Aaron Collier, All Interruptions Aren't Mannerless, 2011. Oil on canvas. Courtesy the artist and Cole Pratt Gallery, New Orleans.

All Interruptions Aren’t Mannerless, 2011: among remnants of solid black and grey a storm of colorful lines and shapes collide forces. The abstract paintings in Aaron Collier's latest exhibition highlight moments that fall out of our control, but also those that we ourselves may disrupt—after all, the interruptions in Collier’s paintings are expressions guided by hand. In these works, Collier recalls memories of his grandmother’s painstakingly sewn quilts, reflecting on their presence in his life as a child as well as his current understanding of these objects and their construction.

Almost by definition, abstract painting calls to mind gesture, or mark making, to represent emotion without recognizable imagery, but abstraction can also offer a glimpse of how we perceive or remember something, extracted from a larger idea. The quilts’ precision and beauty that Collier remembers clearly from childhood form the foundation of his understanding of personal ritual and structure, and he approaches these memories and sentiments through his relationship with abstraction and the medium of painting.

Collier laboriously composes his works, building texture through layers of markings and impasto. In contrast to abstract painters such as Sarah Cain, who alter the material of the canvas or seem intent to move beyond it, Collier focuses entirely on the paint. Waves and Diamonds, 2012, exemplifies Collier’s relationship with paint as a tool to create tension. In this work, bold unidentifiable shapes, diamond and zigzag patterns, and solid black marks swarm the canvas. At the same time, watery black paint drips down the bottom of the canvas, slowly fading away and allowing color to filter through, while bright blues beam through scratches on the smooth white and grey waves at the top of the work.

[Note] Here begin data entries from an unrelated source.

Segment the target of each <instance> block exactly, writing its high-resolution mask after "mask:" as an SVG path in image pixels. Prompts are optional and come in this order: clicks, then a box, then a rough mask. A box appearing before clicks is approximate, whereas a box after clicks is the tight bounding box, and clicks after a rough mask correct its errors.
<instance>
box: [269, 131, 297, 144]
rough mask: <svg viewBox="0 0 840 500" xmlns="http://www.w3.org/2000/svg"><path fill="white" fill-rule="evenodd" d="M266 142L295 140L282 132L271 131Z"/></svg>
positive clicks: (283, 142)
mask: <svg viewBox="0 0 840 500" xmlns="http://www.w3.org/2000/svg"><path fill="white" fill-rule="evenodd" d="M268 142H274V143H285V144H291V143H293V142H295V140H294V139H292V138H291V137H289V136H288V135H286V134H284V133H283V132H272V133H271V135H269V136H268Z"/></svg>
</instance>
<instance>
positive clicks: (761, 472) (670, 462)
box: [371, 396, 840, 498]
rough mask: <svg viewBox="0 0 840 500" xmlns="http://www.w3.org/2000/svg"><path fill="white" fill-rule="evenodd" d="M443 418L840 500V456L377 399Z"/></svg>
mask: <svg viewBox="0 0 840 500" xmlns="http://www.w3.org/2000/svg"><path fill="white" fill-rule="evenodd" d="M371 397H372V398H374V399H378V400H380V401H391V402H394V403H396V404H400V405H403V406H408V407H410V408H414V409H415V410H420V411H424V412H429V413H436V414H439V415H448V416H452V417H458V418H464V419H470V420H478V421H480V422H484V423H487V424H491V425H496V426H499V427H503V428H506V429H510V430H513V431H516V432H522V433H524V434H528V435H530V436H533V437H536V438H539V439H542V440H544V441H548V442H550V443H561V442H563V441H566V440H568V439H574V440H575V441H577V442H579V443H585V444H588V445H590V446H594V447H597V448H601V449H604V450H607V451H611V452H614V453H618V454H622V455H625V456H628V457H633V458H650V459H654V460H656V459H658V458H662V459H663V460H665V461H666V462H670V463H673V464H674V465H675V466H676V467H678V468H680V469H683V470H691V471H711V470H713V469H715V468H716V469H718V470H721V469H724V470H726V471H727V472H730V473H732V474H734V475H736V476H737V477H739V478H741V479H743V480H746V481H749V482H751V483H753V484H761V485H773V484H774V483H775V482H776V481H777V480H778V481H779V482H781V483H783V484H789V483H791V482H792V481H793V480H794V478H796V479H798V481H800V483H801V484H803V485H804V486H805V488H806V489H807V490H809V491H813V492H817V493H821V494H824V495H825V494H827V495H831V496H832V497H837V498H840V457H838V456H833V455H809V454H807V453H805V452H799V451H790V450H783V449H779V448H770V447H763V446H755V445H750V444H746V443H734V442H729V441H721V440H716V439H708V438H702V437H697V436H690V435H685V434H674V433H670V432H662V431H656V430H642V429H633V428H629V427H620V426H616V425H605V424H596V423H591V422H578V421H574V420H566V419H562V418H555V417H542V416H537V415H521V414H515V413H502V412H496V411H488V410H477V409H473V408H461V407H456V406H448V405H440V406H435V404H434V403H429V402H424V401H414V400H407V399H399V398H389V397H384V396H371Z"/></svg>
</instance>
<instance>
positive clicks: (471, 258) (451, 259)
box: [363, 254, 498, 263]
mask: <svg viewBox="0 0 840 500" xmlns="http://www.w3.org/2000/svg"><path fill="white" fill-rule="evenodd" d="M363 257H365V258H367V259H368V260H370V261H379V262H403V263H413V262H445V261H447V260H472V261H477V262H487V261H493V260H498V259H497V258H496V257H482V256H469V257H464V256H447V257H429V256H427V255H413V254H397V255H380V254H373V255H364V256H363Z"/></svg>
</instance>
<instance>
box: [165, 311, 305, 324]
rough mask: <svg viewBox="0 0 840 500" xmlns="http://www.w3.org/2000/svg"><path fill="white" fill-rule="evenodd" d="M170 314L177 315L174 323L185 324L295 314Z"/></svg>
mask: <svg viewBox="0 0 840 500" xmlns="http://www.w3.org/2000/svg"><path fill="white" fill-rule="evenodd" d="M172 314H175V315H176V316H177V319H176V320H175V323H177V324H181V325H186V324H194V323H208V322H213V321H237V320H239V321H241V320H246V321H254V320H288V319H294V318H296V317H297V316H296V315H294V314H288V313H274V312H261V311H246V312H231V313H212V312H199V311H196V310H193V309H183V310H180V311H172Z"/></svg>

In many of the paintings, a quilt-like pattern is visible. Such is the case with Broken Star, 2012, in which a patchwork star looms behind an encroaching rhombus, repeating lines, and messy segments of saturated color. In other works, organized markings give way to pockets of chaos. In Can’t Go Home This Way, 2012, an orderly geometric pattern begs the viewer to find evidence of a misstep. In this case, one small swirling mound of white and grey paint hangs above the surface or hints at a vortex beyond it. Collier has called painting “the perfect medium for picturing paradox” and his abstract works do in fact accomplish just that—as viewers we find ourselves searching for and embracing both the structure and the interruptions.

Aaron Collier, Broken Star, 2012. Oil on canvas. Courtesy the artist and Cole Pratt Gallery, New Orleans.

Editor's Note

"Broken Star" is on view through November 25, 2012 at Cole Pratt Gallery, 3800 Magazine Street.